At the 1936 international motor show staged in Berlin, noble automobiles were displayed sporting contemporary designs and high-gloss finishes. Yet many visitors had no eye for the elegant car bodies but instead gazed intently below the vehicle: for the first time, they were seeing tires made from Buna rubber, the synthetic rubber produced by I.G. Farbenindustrie AG, which at the time included BASF.
Researchers had worked meticulously for a long time, trying to invent a synthetic rubber that was to relieve the country from its dependence on natural rubber imports from overseas countries. At the end of the nineteen-thirties, the development of Buna rubber made from butadiene and sodium eventually brought the breakthrough.
However, an issue remained that was giving researchers a headache: the synthetic rubber was less tacky than the natural product. Walter Reppe, head of BASF’s intermediates and plastics laboratory and the inventor of acetylene high-pressure chemistry, persisted and arrived at a solution to this problem, too. He invented the phenolic resin Koresin, which is distinguished by its ability to impart exceptionally strong and long-lasting tackiness to rubber mixes.
This cleared the path for industrial-scale production of Buna rubber at last.
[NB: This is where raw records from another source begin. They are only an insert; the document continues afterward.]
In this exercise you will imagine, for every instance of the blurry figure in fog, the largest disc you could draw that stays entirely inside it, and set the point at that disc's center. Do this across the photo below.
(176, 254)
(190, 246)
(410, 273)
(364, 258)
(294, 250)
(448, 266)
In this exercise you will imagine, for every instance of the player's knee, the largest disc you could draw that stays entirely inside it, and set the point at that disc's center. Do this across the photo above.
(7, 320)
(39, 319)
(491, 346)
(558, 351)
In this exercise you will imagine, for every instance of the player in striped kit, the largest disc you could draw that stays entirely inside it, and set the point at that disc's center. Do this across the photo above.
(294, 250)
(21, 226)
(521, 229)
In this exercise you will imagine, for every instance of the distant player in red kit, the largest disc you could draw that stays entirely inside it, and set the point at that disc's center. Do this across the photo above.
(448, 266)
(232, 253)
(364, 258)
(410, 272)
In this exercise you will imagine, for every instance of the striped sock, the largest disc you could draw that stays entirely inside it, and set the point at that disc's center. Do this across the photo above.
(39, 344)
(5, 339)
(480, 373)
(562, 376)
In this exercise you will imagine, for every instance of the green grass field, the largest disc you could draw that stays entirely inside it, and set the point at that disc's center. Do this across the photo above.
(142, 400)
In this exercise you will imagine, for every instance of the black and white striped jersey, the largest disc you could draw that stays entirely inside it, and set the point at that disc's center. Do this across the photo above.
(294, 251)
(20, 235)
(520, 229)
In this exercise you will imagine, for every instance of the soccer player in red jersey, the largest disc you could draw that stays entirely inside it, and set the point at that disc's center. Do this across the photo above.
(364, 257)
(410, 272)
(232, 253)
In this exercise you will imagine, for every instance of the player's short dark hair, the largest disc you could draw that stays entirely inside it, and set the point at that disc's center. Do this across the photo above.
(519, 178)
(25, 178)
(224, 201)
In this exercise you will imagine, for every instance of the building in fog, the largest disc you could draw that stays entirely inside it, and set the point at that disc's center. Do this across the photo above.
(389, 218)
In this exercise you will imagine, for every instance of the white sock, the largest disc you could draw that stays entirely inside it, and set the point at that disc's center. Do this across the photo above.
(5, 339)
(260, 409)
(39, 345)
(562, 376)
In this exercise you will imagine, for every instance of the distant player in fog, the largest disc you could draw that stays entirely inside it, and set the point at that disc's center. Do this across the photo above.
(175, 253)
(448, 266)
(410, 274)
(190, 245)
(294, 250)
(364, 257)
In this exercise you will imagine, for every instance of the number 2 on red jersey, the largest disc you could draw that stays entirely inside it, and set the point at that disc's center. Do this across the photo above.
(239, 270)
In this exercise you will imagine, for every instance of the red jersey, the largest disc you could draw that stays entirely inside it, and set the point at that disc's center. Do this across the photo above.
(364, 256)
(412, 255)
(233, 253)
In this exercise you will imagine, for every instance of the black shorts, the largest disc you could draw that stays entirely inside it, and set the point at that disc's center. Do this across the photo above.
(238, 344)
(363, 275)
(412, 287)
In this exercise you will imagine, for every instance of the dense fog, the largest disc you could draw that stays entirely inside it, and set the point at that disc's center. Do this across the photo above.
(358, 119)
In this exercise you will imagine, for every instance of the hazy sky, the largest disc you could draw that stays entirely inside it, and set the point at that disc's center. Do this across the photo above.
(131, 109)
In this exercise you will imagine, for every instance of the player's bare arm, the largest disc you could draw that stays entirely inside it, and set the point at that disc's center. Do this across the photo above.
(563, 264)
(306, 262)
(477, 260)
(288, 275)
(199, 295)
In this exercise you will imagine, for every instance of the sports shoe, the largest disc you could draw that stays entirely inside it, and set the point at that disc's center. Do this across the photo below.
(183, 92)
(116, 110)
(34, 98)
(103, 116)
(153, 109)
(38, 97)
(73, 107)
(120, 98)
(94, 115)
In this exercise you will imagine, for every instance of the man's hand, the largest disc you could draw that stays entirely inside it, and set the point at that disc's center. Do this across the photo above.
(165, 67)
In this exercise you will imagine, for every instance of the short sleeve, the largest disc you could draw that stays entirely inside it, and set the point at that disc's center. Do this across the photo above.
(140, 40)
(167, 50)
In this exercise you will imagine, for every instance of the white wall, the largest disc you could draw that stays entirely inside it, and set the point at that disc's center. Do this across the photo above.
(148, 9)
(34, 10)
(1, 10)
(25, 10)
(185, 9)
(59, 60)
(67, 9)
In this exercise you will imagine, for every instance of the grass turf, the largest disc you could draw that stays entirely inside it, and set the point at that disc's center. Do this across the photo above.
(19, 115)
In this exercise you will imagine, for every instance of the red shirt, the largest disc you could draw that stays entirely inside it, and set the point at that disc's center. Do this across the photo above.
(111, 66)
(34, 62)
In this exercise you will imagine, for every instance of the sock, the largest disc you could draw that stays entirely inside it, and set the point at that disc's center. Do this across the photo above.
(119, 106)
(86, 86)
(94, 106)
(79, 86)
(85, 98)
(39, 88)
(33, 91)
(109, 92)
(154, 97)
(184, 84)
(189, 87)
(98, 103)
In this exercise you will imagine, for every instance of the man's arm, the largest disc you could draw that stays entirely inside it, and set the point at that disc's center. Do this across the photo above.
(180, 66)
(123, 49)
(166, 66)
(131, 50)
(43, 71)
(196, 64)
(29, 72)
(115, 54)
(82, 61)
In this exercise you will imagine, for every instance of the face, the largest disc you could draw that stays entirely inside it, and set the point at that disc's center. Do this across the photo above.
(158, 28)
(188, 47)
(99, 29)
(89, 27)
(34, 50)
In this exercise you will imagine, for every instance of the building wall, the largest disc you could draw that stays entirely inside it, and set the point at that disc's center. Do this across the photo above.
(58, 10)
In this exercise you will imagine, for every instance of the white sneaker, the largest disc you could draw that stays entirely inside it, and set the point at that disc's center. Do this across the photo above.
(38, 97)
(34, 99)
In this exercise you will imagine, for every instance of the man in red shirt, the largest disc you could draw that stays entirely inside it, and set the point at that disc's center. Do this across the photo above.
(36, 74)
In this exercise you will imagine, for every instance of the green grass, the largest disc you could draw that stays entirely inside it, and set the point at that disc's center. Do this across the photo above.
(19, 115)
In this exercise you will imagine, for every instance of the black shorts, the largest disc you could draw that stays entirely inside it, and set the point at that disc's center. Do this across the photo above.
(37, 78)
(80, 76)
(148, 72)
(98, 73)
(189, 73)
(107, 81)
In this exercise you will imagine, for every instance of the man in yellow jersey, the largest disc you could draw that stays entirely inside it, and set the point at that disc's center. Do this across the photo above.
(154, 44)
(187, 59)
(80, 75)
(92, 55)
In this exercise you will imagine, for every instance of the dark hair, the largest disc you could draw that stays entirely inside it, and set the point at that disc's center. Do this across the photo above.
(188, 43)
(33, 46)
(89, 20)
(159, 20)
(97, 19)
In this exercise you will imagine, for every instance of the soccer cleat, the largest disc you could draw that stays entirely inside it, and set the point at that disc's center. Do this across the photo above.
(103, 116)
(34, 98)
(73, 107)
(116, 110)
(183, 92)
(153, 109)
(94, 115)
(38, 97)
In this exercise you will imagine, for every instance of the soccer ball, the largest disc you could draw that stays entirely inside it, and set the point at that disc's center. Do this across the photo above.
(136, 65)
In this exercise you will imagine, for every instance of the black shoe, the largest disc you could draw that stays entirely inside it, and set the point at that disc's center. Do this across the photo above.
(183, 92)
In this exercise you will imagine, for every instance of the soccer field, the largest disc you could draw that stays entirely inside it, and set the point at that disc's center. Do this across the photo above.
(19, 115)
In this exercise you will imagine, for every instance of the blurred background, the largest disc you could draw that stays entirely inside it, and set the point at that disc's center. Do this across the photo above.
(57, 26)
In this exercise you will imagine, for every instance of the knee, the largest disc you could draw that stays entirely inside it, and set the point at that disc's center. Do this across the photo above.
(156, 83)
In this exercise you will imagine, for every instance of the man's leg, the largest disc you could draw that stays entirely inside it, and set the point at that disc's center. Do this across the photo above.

The vinylether plant at Ludwigshafen starts manufacturing Koresin in 1939, replacing the tree gum rosin, or colophony, that was previously used to make tires. Koresin granules look like slightly flattened beads, are light as plastic and anything but tacky. They do not develop this property until they are integrated into the rubber mixes - which makes them the ideal additive for tire production.
Today’s rubber tires consist of various synthetic rubber mixes plus a steel cord and textile reinforcing materials that are compounded with each other. The green tires are inserted into molds, and heat and pressure are applied to vulcanize them to yield the finished tire product.
The mixing of the phenolic resin koresin into the respective rubber mixes makes the surfaces of the tire components produced tacky. Thus, they do not slip during assembly. The long-term tackiness of Koresin also allows a flexible storage period.
When private automobile traffic took off in the nineteen-fifties, the demand for car tires was up significantly. Ever since, Koresin has been used in tire production around the globe. It is impossible to imagine BASF’s product portfolio without Koresin.